First, I tasked the model with generating a JSON array of the books featured in the video. Not only did it nail the book titles, but it also managed to fill in the author names, going above and beyond the information explicitly present in the screencast.

video to json

Video to HTML/CSS/JavaScript

Next, I challenged Gemini 1.5 Pro to recreate the HTML and CSS layout of the original web page. It generated the necessary HTML, JavaScript to fetch the JSON data, and even the CSS styles to render the layout using CSS Grid.

video to html css and js

Data extraction and reformatting

I realized that the generated app was missing the book cover images. So, I threw another challenge at Gemini 1.5 Pro: match the book cover images from my original Astro-based app to the titles in the generated JSON. And guess what? It nailed it, populating the "coverImageUrl" entries in the JSON like a champ.

Building UI with the data

To take things up a notch, I asked Gemini 1.5 Pro to add a modal view for displaying book details when clicking on an entry. With a few prompts, it updated the code, and voila! Clicking on a book now triggered a sleek modal showcasing the cover image and title. If I had included the book descriptions in the JSON, it would have displayed those too.

building ui with data

Uploading a full GitHub repository for processing

But the real magic happened when I uploaded the entire folder of individual markdown files from my original Astro app's repo. I asked Gemini 1.5 Pro to scrape the title, author, Amazon URL, cover, and description from each file and generate a comprehensive JSON. And guess what? It handled the heavy lifting, reworking the files into the desired format for me. Talk about a productivity boost!

gemini with a github repo

Extending data

Finally, I put the cherry on top by asking Gemini 1.5 Pro to generate another 20 book recommendations based on the existing JSON data. Lo and behold, it updated the JSON with new titles and author names, giving me a fresh batch of reading material to explore.

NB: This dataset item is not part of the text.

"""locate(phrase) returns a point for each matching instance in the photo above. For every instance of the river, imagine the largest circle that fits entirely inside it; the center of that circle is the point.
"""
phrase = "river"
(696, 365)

As you can see, Gemini 1.5 Pro could be a game-changer for software engineers. Its multimodal capabilities and long-context window open up a world of possibilities for enhancing our development workflows. From extracting information from images and videos to processing entire codebases and generating comprehensive JSON data, this model is like having a team of expert assistants at your fingertips.


So, if you have the opportunity to get your hands on Gemini 1.5 Pro through Google AI Studio, I highly recommend giving it a spin. Explore its multimodal magic, push the boundaries of its long-context window, and witness firsthand how it can revolutionize your development workflows. The possibilities are endless, and I can't wait to see the incredible things our community will build with tools like Gemini 1.5 Pro.